The term ‘Paget’s disease of bone’ is used to distinguish the condition from ‘Paget’s disease of the breast’, which is a rare type of breast cancer. For ease of reading, the rest of this section will use the term ‘Paget’s disease’ to refer to ‘Paget’s disease of bone’.
Common symptoms of Paget’s disease include bone pain and deformity.
How common is Paget’s disease?
After osteoporosis (brittle bones), Paget’s disease is the second most common type of bone disease.
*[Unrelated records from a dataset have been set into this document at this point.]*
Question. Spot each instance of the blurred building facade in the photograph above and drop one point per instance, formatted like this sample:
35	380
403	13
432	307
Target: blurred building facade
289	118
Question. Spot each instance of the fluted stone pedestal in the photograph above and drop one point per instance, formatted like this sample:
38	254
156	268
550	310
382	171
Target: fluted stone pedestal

For reasons that are unclear, Paget’s disease is most common among people of white British descent. The condition is most widespread in the UK, and is relatively widespread in countries that have experienced high levels of migration from the UK, such as the United States of America, Australia, New Zealand and South Africa.
Paget’s disease is an age-related condition. It is estimated that 1-2% of white adults who are over 55 years of age have Paget’s disease. This figure rises to 5-8% for white people who are over 80 years of age.
The causes of Paget’s disease are unknown, but it has been suggested that it could be triggered by a combination of environmental and genetic factors.
Outlook
In an estimated 85-95% of cases of Paget’s disease, the disruption to bone growth that is associated with the condition is so mild that it causes no obvious symptoms. This is known as asymptomatic Paget’s disease.
In the remaining 5-15% of cases, medication is available that can help to control the symptoms and relieve pain. There is no cure for Paget’s disease.
In the most serious cases of Paget’s disease, surgery may be required to repair or remodel deformed bones.